One huge area which I have never engaged in is questions of discrimination due to disability, illness etc.. The kind of violence I am interested in is violence in which the state is involved or in which it has some role to play – e.g when it could stop domestic or religious/caste violence but does not.
(3) I know you were partly educated in India and partly in the U.S.  Were you also in Canada or the U.K.?  How did you end up choosing to come to graduate school in the U.S.?  Did you ever consider other countries?  Did the U.S. seem appealing to you in a particular way?
I graduated from Oxford University (BA hon in Philosophy, Politics and Economics). I think in terms of an undergraduate education it was far superior to anything else I have seen, but graduate work in the US is more exciting than in the UK – there is much more interdisciplinarity and experimentation.
(4)  I know that you have been co-editing the prestigious journal, CONTRIBUTIONS TO INDIAN SOCIOLOGY.  As a fellow (and now past) editor, I would love to hear you talk about some of the surprises you encountered when becoming coeditor?  Some of the delights?  Any real pleasures?
The real pleasure is seeing an article by a young scholar or someone from the academic boondocks which starts off as a good idea but is badly written or under-referenced or something – transform into a good article. (I know you do a lot of this kind of affirmative action Virginia, so I know you will understand).

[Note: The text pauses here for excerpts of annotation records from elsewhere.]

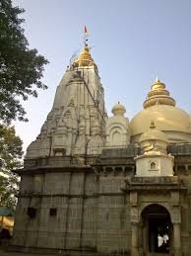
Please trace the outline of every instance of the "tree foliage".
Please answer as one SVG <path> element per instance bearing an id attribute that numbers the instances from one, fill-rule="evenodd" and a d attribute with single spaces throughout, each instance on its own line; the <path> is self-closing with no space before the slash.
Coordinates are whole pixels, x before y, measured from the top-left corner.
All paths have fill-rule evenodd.
<path id="1" fill-rule="evenodd" d="M 16 206 L 19 185 L 19 177 L 12 170 L 22 167 L 22 144 L 14 127 L 0 125 L 0 205 L 12 209 Z"/>
<path id="2" fill-rule="evenodd" d="M 21 27 L 24 19 L 19 18 L 22 13 L 11 0 L 0 0 L 0 120 L 6 123 L 27 121 L 21 99 L 37 97 L 36 88 L 47 88 L 41 78 L 48 61 L 29 48 Z"/>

(5)  Could the journal nowadays be renamed CONTRIBUTIONS TO INDIAN SOCIOLOGY AND ANTHROPOLOGY, or is “anthropology” still too suspect a term in the Indian academic or governmental world?  I ask because I know that there are official professional associations of anthropologists in India, two of them now members of the World Council of Anthropological Associations.   And yet I recall South Asianists telling me while I was in graduate school in the 1970s and early in my professorial life in the 1980s that it was better to be a sociologist in India than to label oneself an “anthropologist.”
Actually most of our articles are more anthropological than sociological, but in part the idea is to protest against the artificial geographical division into which subjects of anthropology and sociology have been divided.
But our more immediate concern is not to change the disciplinary nomenclature but how to become a journal of South Asia without changing the name. We already encourage contributions from other countries in the region but the name remains a limiting factor. On the other hand, the journal is fifty years old, so it would require a lot to change the name.
(6)  What is your greatest frustration about India these days?  About the U.S.?  About anthropology?
My greatest frustration about India is the bureaucracy in the university system, and the lack of good research and training in the regional universities. And in the US, it was the valorization of theory at the expense of good empirical research, though I dislike UK style empiricism as well. I dislike theorizing on the basis of thin ethnography and the kind of scholarship on India that finds purchase in the US is often that. But I think this may be changing, and I do not want to generalize.
(7)  What brings a true smile to your face when you think of India today?  And the U.S.?  And anthropology?
I like controversy – both intellectual and political – and am happy whenever there is more of it, though I am often too lazy or busy to engage in it myself. And both India and the US have plenty of it.
As for anthropology I love reading a good book and feeling as if a whole new world has opened up.